Feng et al. [18] discovered the metabolic profile in plasma in the threatened abortion of women with polycystic ovary syndrome (PCOS) was significantly altered. The metabolomic approach was also applied in our study, showing distinct profiles of metabolites between RSA and control group. Other research reported [19] that in missed abortion, metabolism was disturbed significantly and glyceric acid, indole and sphingosine were found satisfactory metabolites in diagnosis for missed abortion. While the metabolism in RSA is still not reported. In our present study, metabolic pathway impact analysis identified glycine, serine, threonine metabolism, beta-alanine metabolism, the TCA cycle, and phenylalanine metabolism as key biological pathways in the development of RSA. Furthermore, we found significant differences in 5-methoxytryptamine and lactic acid concentrations in RSA patients using LC-MS. Lactic acid arises as a byproduct of anaerobic metabolism. In cases involving sepsis and septic shock, there is a clear increase in the production and clearance of lactic acid leading to lactic acidosis. This condition can be caused by arterial hypotension, microcirculatory dysfunction, and the reduced extraction of oxygen from the peripheral tissues. Albright et al. found that elevated levels of lactic acid in pregnant women were associated with adverse maternal outcomes [20]. The process of implantation shares similarities with the pro-inflammatory response. Similar to the findings of Albright et al., we also found elevated lactic acid levels in our RSA group. Metabolic pathways showed that the impact of glycolysis was 0.1 (P=0.037), which implies that lactic acid may play a role in the pathological mechanisms underlying RSA. 5-methoxytryptamine is biosynthesized via the deacetylation of melatonin, which occurs naturally in the body at low levels [21]. It is a strong in vitro or in vivo antioxidant [22]. Lower 5-methoxytryptamine concentration may play a role in the pathogenesis of RSA. Further exploration is necessary to verify that.

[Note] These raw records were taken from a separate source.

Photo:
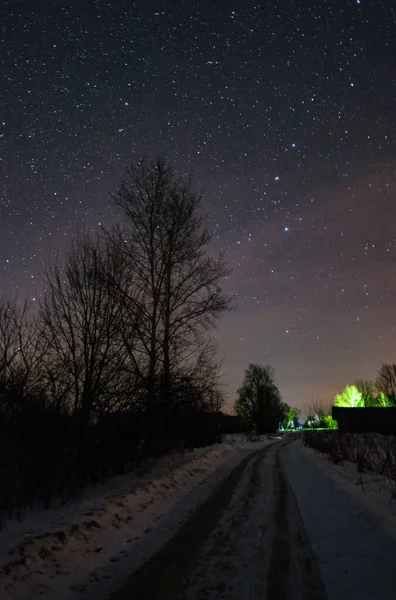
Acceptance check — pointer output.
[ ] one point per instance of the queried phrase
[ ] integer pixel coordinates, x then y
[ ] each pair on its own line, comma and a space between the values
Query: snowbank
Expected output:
84, 550
350, 522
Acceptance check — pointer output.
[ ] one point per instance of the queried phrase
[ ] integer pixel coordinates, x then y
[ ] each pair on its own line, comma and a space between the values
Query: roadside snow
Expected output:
85, 549
350, 522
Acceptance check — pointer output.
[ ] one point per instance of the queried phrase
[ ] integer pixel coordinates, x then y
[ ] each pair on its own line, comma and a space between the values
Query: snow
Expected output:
87, 548
350, 521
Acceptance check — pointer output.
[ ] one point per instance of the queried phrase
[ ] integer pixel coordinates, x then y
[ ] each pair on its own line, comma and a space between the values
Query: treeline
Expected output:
114, 364
259, 403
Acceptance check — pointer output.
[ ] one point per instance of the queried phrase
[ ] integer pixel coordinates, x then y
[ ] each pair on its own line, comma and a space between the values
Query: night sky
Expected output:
285, 115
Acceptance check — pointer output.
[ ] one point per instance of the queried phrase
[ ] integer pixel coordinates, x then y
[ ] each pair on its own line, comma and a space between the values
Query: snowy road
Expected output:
245, 542
248, 519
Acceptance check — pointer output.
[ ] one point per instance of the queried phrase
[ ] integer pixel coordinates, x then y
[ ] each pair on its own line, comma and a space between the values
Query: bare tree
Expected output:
176, 283
386, 382
81, 324
19, 346
259, 403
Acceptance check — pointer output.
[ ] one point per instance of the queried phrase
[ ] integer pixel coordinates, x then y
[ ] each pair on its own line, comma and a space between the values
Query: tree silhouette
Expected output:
259, 400
175, 282
386, 382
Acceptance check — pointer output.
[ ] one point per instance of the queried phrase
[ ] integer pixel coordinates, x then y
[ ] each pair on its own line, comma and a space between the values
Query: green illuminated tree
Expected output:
350, 398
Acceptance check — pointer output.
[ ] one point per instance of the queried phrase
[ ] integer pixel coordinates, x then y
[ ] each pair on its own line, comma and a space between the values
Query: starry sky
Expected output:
284, 113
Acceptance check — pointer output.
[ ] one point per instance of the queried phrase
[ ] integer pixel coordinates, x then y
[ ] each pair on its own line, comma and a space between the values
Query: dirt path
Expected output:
246, 542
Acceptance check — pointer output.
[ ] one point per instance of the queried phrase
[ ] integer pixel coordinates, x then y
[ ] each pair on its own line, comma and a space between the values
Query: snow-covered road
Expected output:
246, 542
253, 520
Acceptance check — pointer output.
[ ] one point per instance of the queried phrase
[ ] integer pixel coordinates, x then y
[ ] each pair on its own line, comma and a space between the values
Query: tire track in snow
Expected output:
293, 573
162, 576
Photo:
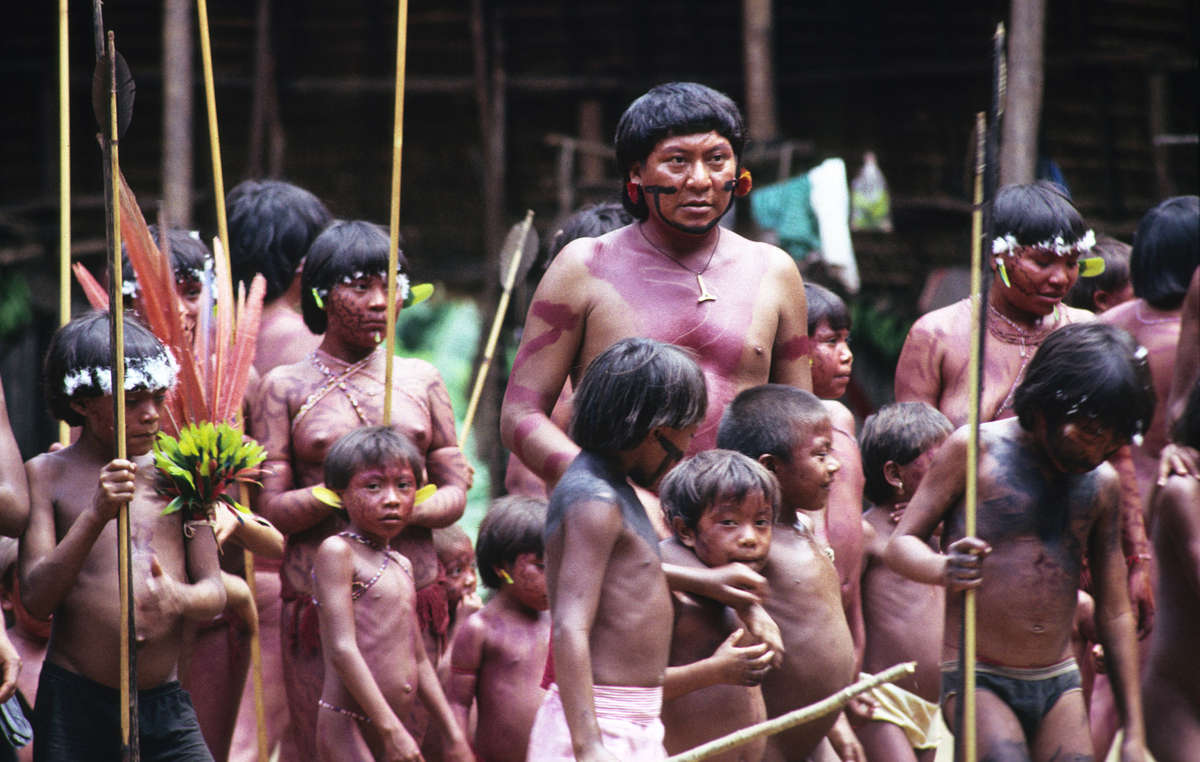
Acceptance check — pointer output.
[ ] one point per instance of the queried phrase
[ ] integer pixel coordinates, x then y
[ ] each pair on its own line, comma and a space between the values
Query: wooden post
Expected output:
1019, 153
177, 114
129, 693
757, 54
397, 145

There were some potential limitations of this study when interpreting our conclusions. First, the number of patients in this study was relatively small. Second, it is imperative that further validation experiments are performed in future prospective investigations that involve a larger number of people with RSA. Therefore, our findings can only provide indirect evidence for the pathogenesis of RSA.

To summarize, we investigated differences in metabolites in the plasma of RSA patients. This study suggests that plasma metabolic profiling has great potential in differentiating RSA patients from control patients, and the metabolism of lactic acid and 5-methoxytryptamine is significantly different between RSA and control groups, implying that the differential metabolites might be novel biomarkers of RSA.

Conclusions

Metabolic screening was conducted via GC-MS to identify clear metabolic differences between RSA patients and a control group. LC-MS quantitative analysis showed that lactic acid and 5-methoxytryptamine concentrations in RSA patients were significantly different from a control group.